A case involving a Bloomington real estate transaction required the Indiana Court of Appeals to decipher the statutes in question without the aid of previous interpretations because of a lack of previous caselaw interpreting them.
Sheree Demming sued real estate agent Cheryl Underwood and her business partner Kenneth Kinney for breach of fiduciary duty, constructive fraud, and vicarious liability, and she requested the imposition of a constructive trust ordering Underwood and Kinney to convey title of the properties at issue to Demming.
Demming renovated and leased or sold properties in Bloomington and had her eye on two properties near Indiana University’s campus. She had Underwood contact the property owners’ real estate agent many times over the course of several years to see if the owners would be interested in selling, and the two discussed strategies in order for Demming to get the properties. Underwood was to be paid when Demming purchased the properties. When Underwood learned the owner would entertain offers after the death of her husband, instead of informing Demming, Underwood and Kinney submitted an offer and purchased the properties.
The trial court granted summary judgment to Underwood and Kinney on all of the claims, concluding that there were no genuine issues of material fact and no agency relationship existed between Demming and Underwood.
But in Sheree Demming v. Cheryl Underwood and Kenneth Kinney, No. 53A01-1005-PL-252, the Court of Appeals judges found several genuine issues of material fact regarding whether Demming exercised sufficient control over Underwood’s activities to support the existence of an agency relationship and whether Underwood breached a common law fiduciary duty owed to Demming.
On the matter of whether Underwood breached a fiduciary duty owed to Demming under Indiana’s real estate agency statutes, Judge Paul Mathias pointed out that the applicable statutes in Indiana Code Chapter 25-34.1-10 (referred to as the agency chapter) are nearly opaque and there is a dearth of caselaw interpreting them.

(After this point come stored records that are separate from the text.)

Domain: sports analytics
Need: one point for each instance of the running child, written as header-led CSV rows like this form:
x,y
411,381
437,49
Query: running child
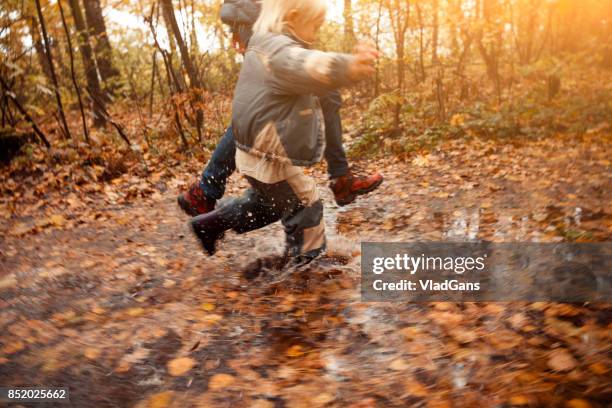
x,y
279,127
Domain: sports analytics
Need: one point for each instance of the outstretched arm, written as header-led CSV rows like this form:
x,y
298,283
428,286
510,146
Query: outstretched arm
x,y
297,70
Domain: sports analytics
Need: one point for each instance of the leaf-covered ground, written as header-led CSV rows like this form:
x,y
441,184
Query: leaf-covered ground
x,y
104,290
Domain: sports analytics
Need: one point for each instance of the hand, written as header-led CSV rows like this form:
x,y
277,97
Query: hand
x,y
237,43
362,65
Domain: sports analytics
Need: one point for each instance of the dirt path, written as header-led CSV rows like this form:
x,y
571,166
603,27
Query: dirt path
x,y
120,305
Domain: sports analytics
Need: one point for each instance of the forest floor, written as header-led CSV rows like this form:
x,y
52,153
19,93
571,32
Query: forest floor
x,y
103,289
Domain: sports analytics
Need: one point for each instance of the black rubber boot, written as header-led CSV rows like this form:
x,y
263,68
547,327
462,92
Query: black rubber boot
x,y
209,228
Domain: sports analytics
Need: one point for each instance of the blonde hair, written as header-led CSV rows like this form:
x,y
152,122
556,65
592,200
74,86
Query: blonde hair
x,y
274,12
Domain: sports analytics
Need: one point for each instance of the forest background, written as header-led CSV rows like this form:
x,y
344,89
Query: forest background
x,y
157,76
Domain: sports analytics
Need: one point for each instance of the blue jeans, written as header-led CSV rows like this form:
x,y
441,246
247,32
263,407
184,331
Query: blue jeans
x,y
223,161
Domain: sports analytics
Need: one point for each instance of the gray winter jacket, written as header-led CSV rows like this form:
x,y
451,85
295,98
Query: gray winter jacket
x,y
276,114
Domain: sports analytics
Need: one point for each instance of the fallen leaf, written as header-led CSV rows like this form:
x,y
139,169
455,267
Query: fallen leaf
x,y
91,353
135,312
209,307
398,365
577,403
561,360
220,381
160,400
295,351
14,347
519,400
180,366
598,368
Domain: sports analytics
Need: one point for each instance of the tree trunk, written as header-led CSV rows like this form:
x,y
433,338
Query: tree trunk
x,y
435,33
349,25
102,48
421,42
40,48
400,18
377,78
170,18
58,98
72,71
91,73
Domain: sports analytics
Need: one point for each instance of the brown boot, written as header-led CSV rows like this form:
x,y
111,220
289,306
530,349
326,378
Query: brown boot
x,y
346,188
194,202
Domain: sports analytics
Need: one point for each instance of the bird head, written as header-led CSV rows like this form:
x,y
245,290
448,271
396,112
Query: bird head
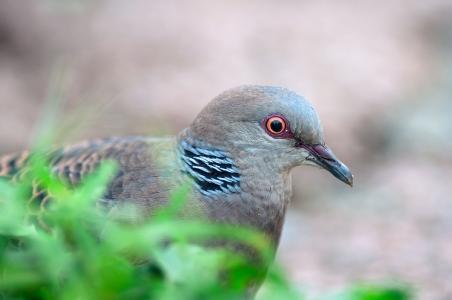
x,y
270,126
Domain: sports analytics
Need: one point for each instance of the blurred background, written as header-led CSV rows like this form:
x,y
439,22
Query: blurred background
x,y
379,74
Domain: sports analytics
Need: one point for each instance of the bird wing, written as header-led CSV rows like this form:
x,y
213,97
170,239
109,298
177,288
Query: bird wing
x,y
142,176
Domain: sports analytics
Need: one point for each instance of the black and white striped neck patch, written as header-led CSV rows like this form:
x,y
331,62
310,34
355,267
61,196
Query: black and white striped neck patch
x,y
213,171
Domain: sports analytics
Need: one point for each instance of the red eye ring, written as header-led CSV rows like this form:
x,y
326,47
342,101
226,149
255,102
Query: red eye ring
x,y
275,125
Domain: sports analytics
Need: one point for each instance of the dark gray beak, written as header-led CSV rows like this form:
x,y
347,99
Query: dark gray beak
x,y
322,156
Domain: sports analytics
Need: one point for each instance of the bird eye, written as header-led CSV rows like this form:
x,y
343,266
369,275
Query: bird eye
x,y
276,125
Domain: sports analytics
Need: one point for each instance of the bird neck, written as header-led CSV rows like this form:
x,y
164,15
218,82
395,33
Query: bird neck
x,y
253,189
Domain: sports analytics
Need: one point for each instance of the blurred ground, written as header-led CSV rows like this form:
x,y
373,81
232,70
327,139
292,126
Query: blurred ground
x,y
380,75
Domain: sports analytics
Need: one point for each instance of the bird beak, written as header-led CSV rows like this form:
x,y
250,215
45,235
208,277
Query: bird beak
x,y
322,156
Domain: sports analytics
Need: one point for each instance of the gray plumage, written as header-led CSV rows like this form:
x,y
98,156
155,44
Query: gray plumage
x,y
239,166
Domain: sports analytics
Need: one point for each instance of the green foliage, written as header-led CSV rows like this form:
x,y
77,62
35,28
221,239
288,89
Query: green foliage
x,y
73,250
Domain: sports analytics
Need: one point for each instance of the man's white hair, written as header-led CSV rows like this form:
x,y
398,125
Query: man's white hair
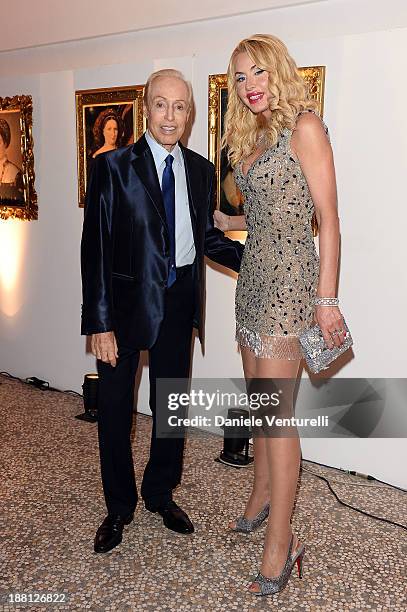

The definitions of “customer” and “client” highlight “the perplexities inherent in the Agency Chapter. Section 25-34.1-10-9.5(a)(2) provides that a real estate licensee has an agency relationship with and is representing the person with whom the licensee is working unless the licensee is assisting that person as a customer without compensation. But a customer is someone who is not a client, and client is defined as someone who has entered into an agency relationship with a licensee. Thus, under section 25-34.1-10-9.5(a)(2), a person with whom a licensee is working is a client unless he or she is not a client and is not paying for the licensee’s services,” he wrote.
The trial court concluded Demming was merely a customer, relying on the definition of real estate transaction under Section 25-34.1-10-8, to rule that a “cold call” to find out if a property not on the market could be purchased was not “the sale or lease of any legal or equitable interest in real estate” and was not a “real estate transaction.”
The judges held the fact that the properties weren’t listed for sale at the time Underwood contacted the other real estate agent doesn’t necessarily preclude the conclusion that Underwood was Demming’s agent under the agency chapter. They also held that Underwood breached the fiduciary duties owed to Demming under statute.
The judges ruled that genuine issues of material fact preclude summary judgment on the breach of fiduciary duty and constructive fraud claims and that summary judgment was an “inappropriate vehicle for the trial court to dispose of Demming’s request for the imposition of a constructive trust.” They also reversed summary judgment in favor of Kinney on the claim of vicarious liability and remanded for further proceedings.